Mom drugs son's feeding bag so he would ‘go to sleep forever,' Minnesota cops say
Julie Myhre-Schnell, 65, has now pleaded guilty to attempted premeditated murder of her adult son in December 2023, court documents say. If a Minnesota judge accepts her July 23 guilty plea, she faces up to 20 years in prison.
Myhre-Schnell's attorney did not immediately respond to McClatchy News' request for comment on July 31.
At the beginning of December 2023, the woman picked up her Lorazepam prescription, which had 31 pills, deputies said. On Dec. 3, she crushed up the remaining anxiety pills, mixed them with water and smuggled the container into her son's group home in Vadnais Heights, according to a probable cause statement.
Before she left for the night, she dumped the mixture into her son's feeding bag, according to deputies.
The next day, her son was taken to the hospital and suffered acute hypoxemic respiratory failure, according to the complaint.
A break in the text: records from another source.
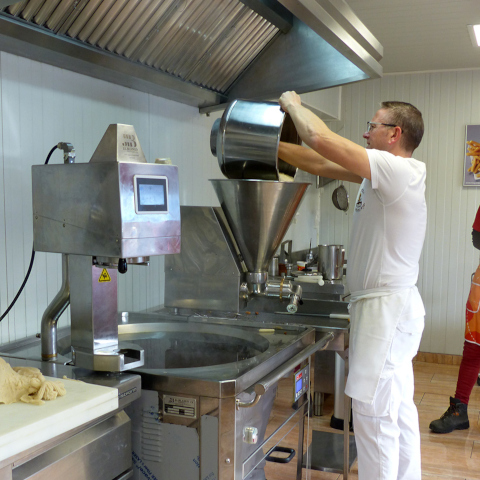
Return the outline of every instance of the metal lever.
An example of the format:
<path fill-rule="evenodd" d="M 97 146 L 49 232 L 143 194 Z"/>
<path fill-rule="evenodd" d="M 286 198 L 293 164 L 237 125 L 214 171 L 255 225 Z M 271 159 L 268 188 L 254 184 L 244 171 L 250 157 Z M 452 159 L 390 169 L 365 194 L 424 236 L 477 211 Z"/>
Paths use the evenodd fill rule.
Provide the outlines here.
<path fill-rule="evenodd" d="M 325 333 L 325 335 L 318 342 L 302 350 L 288 362 L 284 363 L 263 377 L 262 380 L 255 385 L 255 393 L 257 395 L 264 395 L 272 385 L 275 385 L 281 378 L 290 372 L 290 370 L 293 370 L 297 365 L 302 363 L 310 355 L 313 355 L 316 351 L 325 349 L 334 338 L 335 335 L 332 332 Z"/>
<path fill-rule="evenodd" d="M 293 370 L 298 364 L 302 363 L 306 358 L 310 355 L 313 355 L 318 350 L 324 350 L 327 345 L 335 338 L 335 335 L 332 332 L 325 333 L 324 336 L 315 342 L 313 345 L 308 346 L 300 353 L 292 357 L 283 365 L 276 368 L 268 375 L 263 377 L 258 383 L 254 386 L 254 391 L 256 393 L 255 397 L 249 402 L 241 402 L 238 399 L 236 400 L 236 408 L 249 408 L 256 405 L 262 395 L 264 395 L 267 390 L 272 386 L 275 385 L 281 378 L 283 378 L 288 372 Z"/>
<path fill-rule="evenodd" d="M 251 392 L 251 389 L 249 389 L 249 391 L 246 391 L 245 393 L 253 393 L 253 392 Z M 255 394 L 255 396 L 248 402 L 242 402 L 241 400 L 236 398 L 235 399 L 235 406 L 236 406 L 237 410 L 240 409 L 240 408 L 254 407 L 260 401 L 261 398 L 262 398 L 262 396 L 257 395 L 257 394 Z"/>

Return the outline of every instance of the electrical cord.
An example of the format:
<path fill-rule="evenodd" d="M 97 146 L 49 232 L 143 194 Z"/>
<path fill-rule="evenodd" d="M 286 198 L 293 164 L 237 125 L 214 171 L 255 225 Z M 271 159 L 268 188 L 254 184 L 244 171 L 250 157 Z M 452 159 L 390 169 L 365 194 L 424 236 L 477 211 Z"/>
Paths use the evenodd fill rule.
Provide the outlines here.
<path fill-rule="evenodd" d="M 58 148 L 58 145 L 55 145 L 50 152 L 47 155 L 47 159 L 45 160 L 45 165 L 49 162 L 50 157 L 52 156 L 52 153 Z M 22 286 L 18 290 L 17 294 L 15 295 L 15 298 L 12 300 L 8 308 L 5 310 L 5 312 L 2 314 L 0 317 L 0 322 L 8 315 L 8 312 L 13 308 L 15 305 L 15 302 L 18 300 L 18 297 L 21 295 L 23 289 L 25 288 L 25 285 L 27 284 L 28 278 L 30 277 L 30 273 L 32 272 L 33 268 L 33 262 L 35 260 L 35 250 L 33 249 L 32 246 L 32 256 L 30 257 L 30 265 L 28 266 L 27 274 L 25 275 L 25 279 L 23 280 Z"/>

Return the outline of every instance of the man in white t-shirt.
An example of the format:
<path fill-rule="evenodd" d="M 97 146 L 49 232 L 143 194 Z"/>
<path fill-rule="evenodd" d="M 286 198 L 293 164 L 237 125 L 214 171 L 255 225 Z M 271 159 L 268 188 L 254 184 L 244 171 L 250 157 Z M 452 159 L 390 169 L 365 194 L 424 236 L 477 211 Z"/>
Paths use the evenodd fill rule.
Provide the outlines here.
<path fill-rule="evenodd" d="M 310 148 L 281 143 L 282 160 L 360 183 L 348 250 L 350 370 L 359 480 L 421 480 L 412 359 L 425 310 L 416 282 L 425 238 L 425 165 L 412 158 L 420 111 L 383 102 L 363 135 L 367 148 L 332 132 L 295 92 L 279 100 Z"/>

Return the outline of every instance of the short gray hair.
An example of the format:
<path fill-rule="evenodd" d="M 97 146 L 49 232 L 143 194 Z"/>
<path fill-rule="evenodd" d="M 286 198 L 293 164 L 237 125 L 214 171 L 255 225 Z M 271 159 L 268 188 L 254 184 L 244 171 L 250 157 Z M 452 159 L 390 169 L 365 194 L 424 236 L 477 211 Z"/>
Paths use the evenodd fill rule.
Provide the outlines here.
<path fill-rule="evenodd" d="M 388 110 L 388 121 L 402 129 L 402 146 L 408 152 L 413 152 L 423 138 L 425 127 L 422 112 L 406 102 L 382 102 L 382 108 Z"/>

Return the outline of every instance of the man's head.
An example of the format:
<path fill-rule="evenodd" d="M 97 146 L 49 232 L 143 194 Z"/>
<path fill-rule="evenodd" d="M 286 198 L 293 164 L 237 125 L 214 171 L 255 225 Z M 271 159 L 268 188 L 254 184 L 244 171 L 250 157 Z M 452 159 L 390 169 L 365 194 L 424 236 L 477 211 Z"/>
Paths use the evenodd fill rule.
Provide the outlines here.
<path fill-rule="evenodd" d="M 410 103 L 382 102 L 363 137 L 367 148 L 411 156 L 423 137 L 420 111 Z"/>
<path fill-rule="evenodd" d="M 407 152 L 413 153 L 420 145 L 424 131 L 420 110 L 406 102 L 382 102 L 382 110 L 386 112 L 388 123 L 401 128 L 402 147 Z"/>

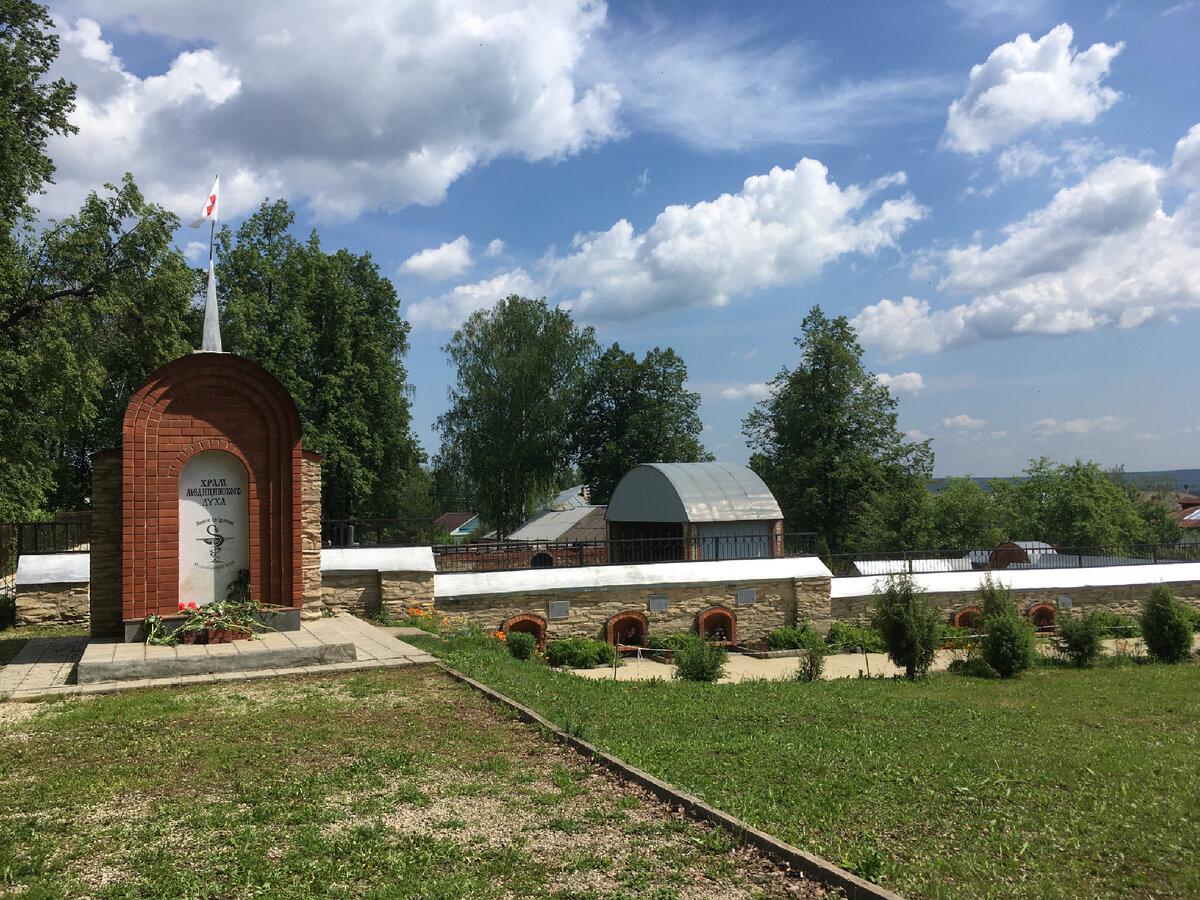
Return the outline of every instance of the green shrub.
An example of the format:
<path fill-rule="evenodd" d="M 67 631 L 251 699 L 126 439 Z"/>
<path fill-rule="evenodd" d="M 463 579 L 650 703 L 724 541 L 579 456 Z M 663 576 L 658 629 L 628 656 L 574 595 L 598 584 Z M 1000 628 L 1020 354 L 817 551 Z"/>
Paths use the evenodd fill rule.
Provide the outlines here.
<path fill-rule="evenodd" d="M 1191 655 L 1192 629 L 1186 607 L 1165 584 L 1151 588 L 1142 603 L 1142 637 L 1147 652 L 1161 662 L 1183 662 Z"/>
<path fill-rule="evenodd" d="M 965 675 L 968 678 L 995 678 L 995 670 L 981 656 L 968 656 L 966 659 L 952 659 L 946 671 L 951 675 Z"/>
<path fill-rule="evenodd" d="M 967 650 L 979 645 L 979 632 L 970 628 L 957 628 L 954 625 L 939 625 L 937 645 L 943 650 Z"/>
<path fill-rule="evenodd" d="M 859 628 L 834 622 L 825 638 L 829 649 L 836 653 L 883 653 L 883 637 L 874 628 Z"/>
<path fill-rule="evenodd" d="M 0 591 L 0 631 L 17 624 L 17 595 Z"/>
<path fill-rule="evenodd" d="M 690 631 L 673 631 L 670 634 L 647 634 L 645 645 L 651 650 L 678 650 L 698 635 Z"/>
<path fill-rule="evenodd" d="M 1102 638 L 1141 637 L 1142 626 L 1133 616 L 1123 616 L 1120 613 L 1109 612 L 1107 609 L 1094 610 L 1090 615 L 1096 617 L 1096 628 Z"/>
<path fill-rule="evenodd" d="M 567 638 L 563 641 L 551 641 L 546 645 L 546 656 L 550 665 L 569 666 L 572 669 L 611 666 L 614 654 L 611 644 L 593 641 L 591 638 Z"/>
<path fill-rule="evenodd" d="M 1016 615 L 988 616 L 983 620 L 983 661 L 1001 678 L 1020 675 L 1034 663 L 1033 625 Z"/>
<path fill-rule="evenodd" d="M 812 641 L 812 635 L 816 634 L 812 624 L 805 622 L 802 625 L 784 625 L 781 628 L 776 628 L 774 631 L 768 632 L 763 639 L 763 643 L 767 645 L 768 650 L 803 650 L 809 646 Z"/>
<path fill-rule="evenodd" d="M 537 635 L 528 631 L 510 631 L 506 636 L 508 652 L 517 659 L 532 659 L 537 652 Z"/>
<path fill-rule="evenodd" d="M 1080 668 L 1091 665 L 1100 656 L 1103 621 L 1098 612 L 1059 616 L 1053 638 L 1055 652 Z"/>
<path fill-rule="evenodd" d="M 699 635 L 689 635 L 675 651 L 675 677 L 686 681 L 716 681 L 725 674 L 729 655 L 724 647 L 706 644 Z"/>
<path fill-rule="evenodd" d="M 988 572 L 979 587 L 983 610 L 983 660 L 1001 678 L 1020 675 L 1033 665 L 1033 625 L 1021 618 L 1012 591 Z"/>
<path fill-rule="evenodd" d="M 796 678 L 800 681 L 816 681 L 825 671 L 825 641 L 814 629 L 805 632 L 804 655 L 800 657 L 800 666 L 796 670 Z"/>
<path fill-rule="evenodd" d="M 910 575 L 889 575 L 884 589 L 875 590 L 871 624 L 879 629 L 892 662 L 904 668 L 910 681 L 933 665 L 937 620 L 929 596 L 917 589 Z"/>

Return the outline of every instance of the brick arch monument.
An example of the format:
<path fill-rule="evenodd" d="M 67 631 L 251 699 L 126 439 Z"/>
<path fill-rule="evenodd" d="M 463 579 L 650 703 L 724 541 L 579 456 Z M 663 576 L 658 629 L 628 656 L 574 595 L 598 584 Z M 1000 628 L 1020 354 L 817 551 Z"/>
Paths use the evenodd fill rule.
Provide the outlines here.
<path fill-rule="evenodd" d="M 92 557 L 96 635 L 123 624 L 130 639 L 181 600 L 224 599 L 241 569 L 262 603 L 319 599 L 320 457 L 304 452 L 283 385 L 228 353 L 151 374 L 126 408 L 122 446 L 93 457 Z M 96 596 L 102 585 L 117 596 Z"/>

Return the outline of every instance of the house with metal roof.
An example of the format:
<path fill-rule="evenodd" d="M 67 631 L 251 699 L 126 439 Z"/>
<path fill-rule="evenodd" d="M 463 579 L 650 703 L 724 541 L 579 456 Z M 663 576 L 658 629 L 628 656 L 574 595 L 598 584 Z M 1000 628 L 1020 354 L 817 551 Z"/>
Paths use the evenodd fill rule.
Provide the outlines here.
<path fill-rule="evenodd" d="M 782 555 L 783 513 L 753 471 L 731 463 L 646 463 L 625 473 L 605 514 L 614 561 Z"/>

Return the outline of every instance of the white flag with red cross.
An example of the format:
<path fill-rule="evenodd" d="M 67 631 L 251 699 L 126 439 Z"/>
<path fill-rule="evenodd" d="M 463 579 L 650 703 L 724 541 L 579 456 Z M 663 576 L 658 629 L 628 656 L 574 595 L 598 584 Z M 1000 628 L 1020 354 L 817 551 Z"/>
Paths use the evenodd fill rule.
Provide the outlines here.
<path fill-rule="evenodd" d="M 214 223 L 217 221 L 217 187 L 221 183 L 221 176 L 218 175 L 213 179 L 212 190 L 208 193 L 208 199 L 204 201 L 204 209 L 201 210 L 200 218 L 192 223 L 193 228 L 199 228 L 209 219 Z"/>

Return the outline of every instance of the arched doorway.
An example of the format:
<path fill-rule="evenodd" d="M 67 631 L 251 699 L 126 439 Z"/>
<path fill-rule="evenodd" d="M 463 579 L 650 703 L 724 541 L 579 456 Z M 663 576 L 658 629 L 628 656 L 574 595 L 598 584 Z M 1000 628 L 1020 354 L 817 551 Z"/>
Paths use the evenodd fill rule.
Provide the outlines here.
<path fill-rule="evenodd" d="M 541 616 L 520 615 L 506 619 L 500 630 L 505 634 L 512 631 L 523 631 L 537 638 L 538 649 L 546 646 L 546 620 Z"/>
<path fill-rule="evenodd" d="M 723 606 L 710 606 L 696 617 L 696 630 L 706 641 L 737 643 L 737 618 Z"/>
<path fill-rule="evenodd" d="M 645 615 L 636 609 L 619 612 L 608 620 L 604 628 L 604 636 L 610 644 L 629 644 L 641 647 L 646 642 L 646 632 L 650 630 Z"/>
<path fill-rule="evenodd" d="M 964 606 L 950 620 L 955 628 L 970 628 L 979 631 L 983 628 L 983 610 L 978 606 Z"/>
<path fill-rule="evenodd" d="M 1053 632 L 1057 619 L 1058 610 L 1052 604 L 1035 603 L 1029 607 L 1029 621 L 1038 632 Z"/>

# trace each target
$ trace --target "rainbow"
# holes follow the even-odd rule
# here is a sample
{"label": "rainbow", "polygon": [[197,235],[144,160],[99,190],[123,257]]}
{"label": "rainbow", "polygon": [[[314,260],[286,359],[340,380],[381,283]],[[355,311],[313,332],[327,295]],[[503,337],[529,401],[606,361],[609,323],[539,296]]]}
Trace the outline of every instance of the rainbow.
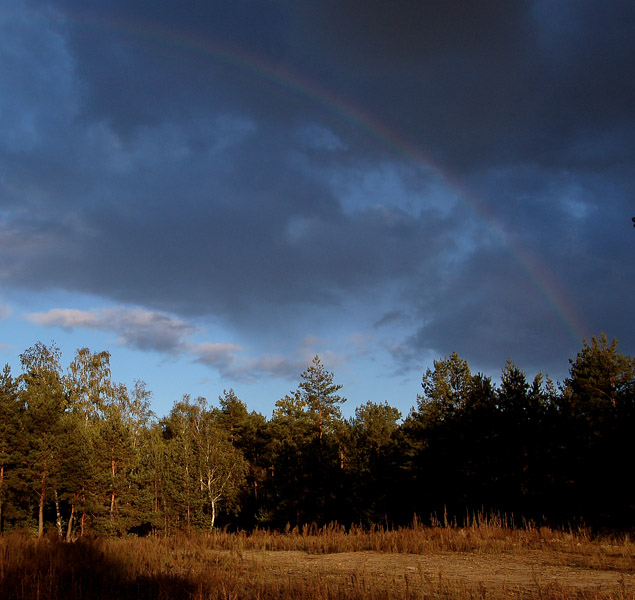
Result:
{"label": "rainbow", "polygon": [[394,154],[405,157],[418,167],[434,174],[441,183],[455,192],[464,205],[510,249],[513,257],[540,295],[552,307],[554,314],[564,325],[576,344],[580,344],[584,339],[589,339],[587,327],[583,324],[577,308],[547,266],[522,248],[514,237],[503,229],[496,217],[485,208],[484,204],[474,194],[466,190],[455,178],[448,175],[419,146],[408,141],[395,129],[380,121],[362,107],[350,104],[332,90],[304,75],[294,72],[288,67],[274,64],[240,47],[224,44],[218,40],[194,37],[147,21],[132,22],[86,12],[64,12],[60,14],[60,17],[63,22],[66,21],[72,25],[115,30],[137,41],[145,40],[155,45],[158,44],[160,47],[167,45],[187,52],[197,53],[229,65],[232,68],[251,73],[258,78],[275,84],[281,89],[286,89],[292,94],[317,104],[329,113],[353,125],[370,138],[378,141]]}

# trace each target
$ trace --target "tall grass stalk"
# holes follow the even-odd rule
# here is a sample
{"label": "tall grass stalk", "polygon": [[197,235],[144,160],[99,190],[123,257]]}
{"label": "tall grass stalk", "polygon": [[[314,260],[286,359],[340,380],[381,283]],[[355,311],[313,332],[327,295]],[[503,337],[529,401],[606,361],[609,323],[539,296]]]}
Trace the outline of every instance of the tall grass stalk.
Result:
{"label": "tall grass stalk", "polygon": [[[532,589],[457,583],[422,572],[396,578],[353,569],[344,576],[324,571],[282,572],[257,568],[258,553],[548,553],[551,564],[635,572],[635,545],[629,536],[594,538],[588,532],[554,531],[532,525],[514,528],[496,520],[471,520],[464,527],[373,527],[345,529],[308,525],[285,532],[216,531],[172,537],[35,540],[13,534],[0,538],[0,597],[50,599],[235,599],[384,600],[388,598],[633,598],[626,586],[575,592],[550,585]],[[249,560],[246,555],[249,554]],[[629,595],[631,594],[631,595]]]}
He survived but told deputies 'it's a lot to process.'
'The whole time, I knew I was gonna try to do this,' Myhre-Schnell told deputies. '... All night, I was like, am I really doing this?'
Speaking with deputies in July 2024, Myhre-Schnell said she 'completely regretted he survived,' according to the probable cause statement.
She confessed her actions to multiple family members, deputies said, but on Aug. 6, she told her son what she tried to do, the probable cause statement said.
Myhre-Schnell, in a text message to her son, said she put the medication in his feeding back so he would 'go to sleep forever,' the probable cause statement said.
'I made it, I'm still here,' the son told deputies.
Myhre-Schnell is the ex-wife of Minnesota Department of Corrections Commissioner Paul Schnell, KARE reported.
Vadnais Heights is about a 15-mile drive northeast from Minneapolis.